I think ideally you still do want a single source of truth. If you have multiple data structures storing customer data you have to keep them synced up somehow. But these single sources of data are cumbersome to work with. I think in practice the way this manifests in my code is that I will have multiple data structures for the same data, but total functions between them.
Worked with a guy once where we were going to make a domain model for an agency. “No problem!” he said, “They’ve made a master domain model for everything!”
This was an unmitigated disaster. The reason was that it was confusing a people process (determining what was valid for various concepts in various contexts) with two technical processes (programming and data storage) All three of these evolved dramatically over time, and even if you could freeze the ideas, any three people probably wouldn’t agree on the answers.

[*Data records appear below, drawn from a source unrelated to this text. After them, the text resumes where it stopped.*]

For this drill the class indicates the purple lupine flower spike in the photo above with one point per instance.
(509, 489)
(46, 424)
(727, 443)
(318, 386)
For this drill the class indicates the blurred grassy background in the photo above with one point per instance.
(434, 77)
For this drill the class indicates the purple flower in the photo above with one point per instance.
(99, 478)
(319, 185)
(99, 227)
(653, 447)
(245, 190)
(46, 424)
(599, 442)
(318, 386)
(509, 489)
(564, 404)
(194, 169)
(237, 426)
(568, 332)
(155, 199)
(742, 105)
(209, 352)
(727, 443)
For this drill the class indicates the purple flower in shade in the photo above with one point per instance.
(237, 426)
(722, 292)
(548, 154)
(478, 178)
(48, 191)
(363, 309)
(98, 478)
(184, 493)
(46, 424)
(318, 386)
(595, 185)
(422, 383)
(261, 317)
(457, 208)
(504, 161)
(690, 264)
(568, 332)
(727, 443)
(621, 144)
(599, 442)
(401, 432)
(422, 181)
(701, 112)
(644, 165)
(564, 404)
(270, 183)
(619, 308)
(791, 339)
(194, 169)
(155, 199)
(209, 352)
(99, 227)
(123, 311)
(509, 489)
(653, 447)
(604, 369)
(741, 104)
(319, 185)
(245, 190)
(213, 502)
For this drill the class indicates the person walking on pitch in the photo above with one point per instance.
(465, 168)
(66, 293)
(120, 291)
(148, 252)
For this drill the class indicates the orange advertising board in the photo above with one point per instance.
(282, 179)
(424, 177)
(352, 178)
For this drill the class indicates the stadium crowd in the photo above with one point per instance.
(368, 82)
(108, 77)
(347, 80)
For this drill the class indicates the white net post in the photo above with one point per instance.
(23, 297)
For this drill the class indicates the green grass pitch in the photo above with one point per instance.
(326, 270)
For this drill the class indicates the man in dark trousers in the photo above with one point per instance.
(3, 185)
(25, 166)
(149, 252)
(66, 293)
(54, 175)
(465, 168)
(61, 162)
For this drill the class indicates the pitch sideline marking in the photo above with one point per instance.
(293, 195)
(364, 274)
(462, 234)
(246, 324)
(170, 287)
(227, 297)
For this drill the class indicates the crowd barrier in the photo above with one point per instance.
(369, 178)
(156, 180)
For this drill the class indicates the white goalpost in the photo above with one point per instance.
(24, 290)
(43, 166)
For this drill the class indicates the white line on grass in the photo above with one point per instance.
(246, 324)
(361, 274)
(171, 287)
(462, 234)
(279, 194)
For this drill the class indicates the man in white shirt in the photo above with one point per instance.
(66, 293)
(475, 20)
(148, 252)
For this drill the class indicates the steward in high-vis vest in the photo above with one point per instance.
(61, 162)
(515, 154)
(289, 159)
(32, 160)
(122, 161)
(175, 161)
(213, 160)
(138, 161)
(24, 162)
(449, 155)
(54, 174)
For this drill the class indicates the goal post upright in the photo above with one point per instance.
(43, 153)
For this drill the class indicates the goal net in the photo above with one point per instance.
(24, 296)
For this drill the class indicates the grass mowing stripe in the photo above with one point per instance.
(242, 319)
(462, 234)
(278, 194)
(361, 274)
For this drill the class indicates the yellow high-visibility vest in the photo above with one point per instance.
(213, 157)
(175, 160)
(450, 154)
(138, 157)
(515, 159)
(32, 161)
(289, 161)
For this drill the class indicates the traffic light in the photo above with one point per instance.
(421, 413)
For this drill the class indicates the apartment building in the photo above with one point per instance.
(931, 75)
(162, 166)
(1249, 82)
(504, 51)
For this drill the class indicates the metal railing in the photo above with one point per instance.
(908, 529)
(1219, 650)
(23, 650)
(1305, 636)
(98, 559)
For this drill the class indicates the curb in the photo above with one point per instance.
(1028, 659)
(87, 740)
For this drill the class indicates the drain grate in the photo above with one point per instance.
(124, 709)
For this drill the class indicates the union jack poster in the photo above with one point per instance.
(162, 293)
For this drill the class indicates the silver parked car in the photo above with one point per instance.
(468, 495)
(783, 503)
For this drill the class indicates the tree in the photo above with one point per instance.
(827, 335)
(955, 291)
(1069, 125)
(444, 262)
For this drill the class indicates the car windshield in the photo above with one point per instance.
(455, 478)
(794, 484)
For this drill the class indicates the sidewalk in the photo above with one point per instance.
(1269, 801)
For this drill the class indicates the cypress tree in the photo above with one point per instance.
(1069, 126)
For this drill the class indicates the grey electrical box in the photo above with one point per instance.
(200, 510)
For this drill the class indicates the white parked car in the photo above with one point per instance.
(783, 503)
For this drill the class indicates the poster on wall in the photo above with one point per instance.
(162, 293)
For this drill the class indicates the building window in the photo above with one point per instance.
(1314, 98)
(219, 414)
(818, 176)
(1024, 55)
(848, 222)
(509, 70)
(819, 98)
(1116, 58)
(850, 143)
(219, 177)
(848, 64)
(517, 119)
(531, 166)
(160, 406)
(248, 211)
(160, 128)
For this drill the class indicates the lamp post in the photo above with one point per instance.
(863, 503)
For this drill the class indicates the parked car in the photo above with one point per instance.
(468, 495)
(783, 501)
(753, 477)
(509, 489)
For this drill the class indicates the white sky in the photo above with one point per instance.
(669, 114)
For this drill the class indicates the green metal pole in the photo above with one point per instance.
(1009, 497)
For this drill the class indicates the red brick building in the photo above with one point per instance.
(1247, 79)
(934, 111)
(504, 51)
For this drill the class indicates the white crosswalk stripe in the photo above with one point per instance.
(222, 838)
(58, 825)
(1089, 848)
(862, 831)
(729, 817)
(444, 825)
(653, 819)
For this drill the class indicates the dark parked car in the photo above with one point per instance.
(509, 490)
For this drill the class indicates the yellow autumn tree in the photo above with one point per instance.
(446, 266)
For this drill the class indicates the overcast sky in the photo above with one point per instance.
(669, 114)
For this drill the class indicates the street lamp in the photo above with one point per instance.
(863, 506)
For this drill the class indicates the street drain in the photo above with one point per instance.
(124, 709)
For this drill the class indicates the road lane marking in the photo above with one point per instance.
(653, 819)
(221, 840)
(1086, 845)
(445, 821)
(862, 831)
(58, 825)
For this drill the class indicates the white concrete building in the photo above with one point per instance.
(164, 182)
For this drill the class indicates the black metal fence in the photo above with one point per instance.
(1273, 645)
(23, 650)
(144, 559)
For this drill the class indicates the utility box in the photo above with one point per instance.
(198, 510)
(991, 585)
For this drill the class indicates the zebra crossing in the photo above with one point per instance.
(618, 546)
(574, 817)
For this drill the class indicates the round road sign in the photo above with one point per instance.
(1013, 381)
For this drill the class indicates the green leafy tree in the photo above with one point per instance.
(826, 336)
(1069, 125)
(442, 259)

I’m not saying there shouldn’t be a single source of data. There should be. There should even be a single source of truth. My point is that this single point of truth is the code that evaluates the data to perform some certain action. This is because when you’re coding that action, you’ll have the right people there to answer the questions. Should some of that percolate up into relational models and database constraints? Sure, if you want them to. But then what do you do if you get bad incoming data? Suppose I only get a customer with first name, last name, and email? Most everybody in the org will tell you that it’s invalid. Except for the marketing people. To them all they need is email.
Now you may say but that’s not really a customer, that’s a marketing lead, and you’d be correct. But once again, you’re making the assumption that you can somehow look over the entire problem space and know everything there is to know. Do the mail marketing guys think of that as a lead? No. How would you know that? It turns out that for anything but a suite of apps you entirely control and a business you own, you’re always wrong. There’s always an impedance mismatch.

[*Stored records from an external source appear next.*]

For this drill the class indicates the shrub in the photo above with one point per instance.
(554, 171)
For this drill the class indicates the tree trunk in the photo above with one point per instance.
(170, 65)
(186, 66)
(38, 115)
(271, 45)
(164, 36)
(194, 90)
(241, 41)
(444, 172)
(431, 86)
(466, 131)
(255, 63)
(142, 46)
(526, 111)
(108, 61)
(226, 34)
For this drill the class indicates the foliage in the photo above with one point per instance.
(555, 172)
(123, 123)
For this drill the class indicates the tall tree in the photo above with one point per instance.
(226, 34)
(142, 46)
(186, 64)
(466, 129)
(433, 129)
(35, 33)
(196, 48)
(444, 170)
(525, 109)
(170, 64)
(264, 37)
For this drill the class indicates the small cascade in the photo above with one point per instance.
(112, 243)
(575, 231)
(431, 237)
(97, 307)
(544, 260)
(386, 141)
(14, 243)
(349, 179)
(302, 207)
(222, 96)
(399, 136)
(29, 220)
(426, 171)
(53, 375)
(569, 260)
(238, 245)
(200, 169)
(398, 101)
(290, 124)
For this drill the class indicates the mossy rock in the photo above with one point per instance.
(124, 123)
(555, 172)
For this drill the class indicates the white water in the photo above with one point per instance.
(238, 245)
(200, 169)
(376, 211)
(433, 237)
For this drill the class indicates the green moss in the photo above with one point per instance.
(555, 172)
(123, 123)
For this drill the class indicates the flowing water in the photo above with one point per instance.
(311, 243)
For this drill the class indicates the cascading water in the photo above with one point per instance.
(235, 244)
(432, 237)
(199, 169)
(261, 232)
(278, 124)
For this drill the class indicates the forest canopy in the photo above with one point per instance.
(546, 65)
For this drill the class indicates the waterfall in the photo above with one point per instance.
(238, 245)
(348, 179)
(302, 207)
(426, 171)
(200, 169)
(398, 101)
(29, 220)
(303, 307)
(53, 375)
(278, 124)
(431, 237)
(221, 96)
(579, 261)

So it is fine however people want to model and code their stuff. Make a single place for data. But the only way to validate any bit of data is when you’re trying to use it for something, so the sole source of truth has to be in the type code that parses the data going into the function that you’re writing – and that type, that parsing, and that function are forever joined. (by the people and business that get value from that function)
I suspect we might be talking a bit past each other. To use your example, I might ask what it means to be a customer. It might require purchasing something or having a payment method associated with them.
I would in this case have a data type for Lead that is only email address, a unique uuid and optionally a name. Elsewhere there is code that turns a Lead into a Customer. The idea being to not keep running validation logic beyond when it is necessary. This might mean having data types Status = Active | Inactive | Suspended which needs to be pulled from external data regularly. I can imagine hundreds of different data types used for all the different ways you might interact with a customer, many instances of these data types created likely right before they are used.
Mostly agree, but I’d like to add that the ability to pass along information from one part of the system to another should not necessarily require understanding that information from the middle-man perspective. Often this takes the form of implicit ambient information such as a threadlocal or “context” system that’s implemented in library code, but as a language feature it could be made first-class.